# Edwingill's 4000!



## la reine victoria

Sincere Congratulations
Edwingill!
 
 
    
------------
 
​LRV​


----------



## Nunty

Bravo, Edwingill! Congratulations!


----------



## MonsieurAquilone

Felicitations!!!!


----------



## Thomas1

Edwingill, chapeau bas !  Merci bien pour tes fils très éclairants dont j'ai appris beaucoup. 

Tom


----------



## KaRiNe_Fr

Laconique ? Non ! Précis et précieux. 
Congrats!


----------



## zaby

Bravo et merci Edwingill !​ 
I always learn something reading your posts ​ 
 *** ​


----------



## rocamadour

COMPLIMENTI!  ​


----------



## mickaël

Hep, attendez, moi aussi je me joins au fan-club.  

Même si tu ne liras probablement pas si personne ne te le dit ; Félicitations Ed !


----------



## DearPrudence

Toujours incroyablement précis, pointu et précieux (parce que sûrement un passionné), Edwing vole toujours à notre secours.
Alors, en m'essayant à son style inimitable :
merci et bravo
(oui, je sais, c'était bien trop long. Tiens, Mickaël, tu n'as pas mis un photo du ED près de chez toi ))


----------



## carolineR

toujours en minuscules, et  toujours *capital*


----------



## edwingill

merci à tous. vivement *5000!*


----------



## LV4-26

Je suis en retard, mais on s'en fout des dates, pas vrai ?
Je ne visite plus souvent cette page (quoi que je fasse, je suis toujours en retard de trois métros  ) mais je ne voulais pas laisser passer cette occasion de féliciter et de remercier l'un de ces quelques anglophones du forum FR/EN qui maîtrisent parfaitement le français et auxquels j'accorde toute confiance, dans un sens (fr/ang) comme dans l'autre (ang/fr).

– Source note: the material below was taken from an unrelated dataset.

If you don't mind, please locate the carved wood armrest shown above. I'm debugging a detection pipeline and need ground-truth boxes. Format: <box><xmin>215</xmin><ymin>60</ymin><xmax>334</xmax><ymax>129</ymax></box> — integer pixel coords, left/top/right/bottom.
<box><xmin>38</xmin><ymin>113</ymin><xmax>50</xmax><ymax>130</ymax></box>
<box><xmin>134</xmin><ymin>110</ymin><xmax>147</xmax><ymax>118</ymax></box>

Always short, concise, right-to-the-point and accurate while I'm often struggling to write ten painful lines to express the same idea. Hence my sincere admiration. But I guess it takes all sorts. Bravo!


----------



## rsweet

Thank you for all your contributions. I always learn something from your posts—in English and in French.


----------



## geve

Edwingill : Définition - Traduction - Concision - Précision - Félicitations !


----------